Republican members of a joint legislative committee reversed course and accepted a compromise bill that would make moderate reforms to the state’s workers’ compensation system.

Republicans on the Labor and Housing Committee favored no changes to the current system but were outnumbered by Democratic members who threatened to pass even more sweeping reforms unless the Republicans agreed to a compromise.

The resulting omnibus bill was forwarded to the full Legislature late Thursday with a unanimous recommendation from the 13-member committee. It would:

—increase the maximum weekly benefit for workers’ compensation from 100 percent to 125 percent of the state’s average weekly wage;

—allow annual cost-of-living adjustments of up to 5 percent for injured workers on full disability after a five-year waiting period;

—double the allowable period to file a workers’ compensation claim from 30 days to 60 days following an on-the-job injury.


One thing the compromise bill would not do is increase the 500-week maximum term for families of workers killed on the job to receive death benefits. Labor advocates had sought the removal of that restriction. However, the bill would change state law to allow dependent parents of workers killed on the job to receive death benefits.

Backers of a sweeping overhaul of the workers’ compensation system submitted more than two dozen bills for consideration in the Legislature this session, arguing that past reforms designed to lower insurance costs have created an unfair system for injured workers in the state.

Opponents said the current system has provided much-needed stability to employers following a crisis period in the late ’80s and early ’90s.

In late May, the Labor and Housing Committee forwarded an earlier, more liberal version of the bill but with a split opinion down party lines, with the committee’s eight Democrats recommending passage and its five Republicans recommending rejection.

At the time, advocates for the more moderate compromise bill, worked out between Democratic lawmakers and representatives of labor interests and the insurance industry, said it would behoove Republican committee members to accept the compromise. Democrats, who hold majorities in the House and Senate, as well as the governor’s mansion, had said they would not endorse the compromise bill without bipartisan support.

On Thursday, Republican members of the committee finally conceded, and the earlier version of the bill was rescinded in favor of the compromise version.


The current push for workers’ compensation reform by pro-labor groups comes more than 25 years after Maine imposed various restrictions on compensation to alleviate a situation in which the state’s workers’ comp insurance had become the most expensive in the nation and insurers were leaving the state in droves.
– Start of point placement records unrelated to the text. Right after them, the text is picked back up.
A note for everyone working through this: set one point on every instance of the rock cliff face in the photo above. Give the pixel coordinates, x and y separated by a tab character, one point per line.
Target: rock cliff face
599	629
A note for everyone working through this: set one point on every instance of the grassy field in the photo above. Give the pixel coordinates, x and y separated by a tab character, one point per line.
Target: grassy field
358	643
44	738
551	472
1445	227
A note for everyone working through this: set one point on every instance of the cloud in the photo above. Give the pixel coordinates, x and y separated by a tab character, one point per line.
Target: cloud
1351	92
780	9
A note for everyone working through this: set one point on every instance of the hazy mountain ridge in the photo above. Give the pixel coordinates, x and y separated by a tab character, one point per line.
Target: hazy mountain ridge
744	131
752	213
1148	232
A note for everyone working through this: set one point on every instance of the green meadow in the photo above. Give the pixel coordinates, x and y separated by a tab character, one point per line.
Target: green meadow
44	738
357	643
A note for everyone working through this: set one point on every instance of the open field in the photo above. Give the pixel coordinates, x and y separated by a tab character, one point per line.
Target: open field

Since the reforms of 1992, workers’ compensation costs in Maine have fallen toward the middle of the pack – to No. 12 by one measure and No. 19 by another.

John Rohde, executive director of the Maine Workers’ Compensation Board, has said the proposed reform bill would only increase the cost of workers’ comp insurance in Maine by a small percentage, but opponents have challenged that opinion.

Since the 1992 reforms, the cost of workers’ comp insurance has decreased by 60 percent in Maine, and the serious on-the-job injuries have decreased by about 50 percent.

Representatives of the labor and insurance groups that have been central to the workers’ comp reform debate declined to comment on this story.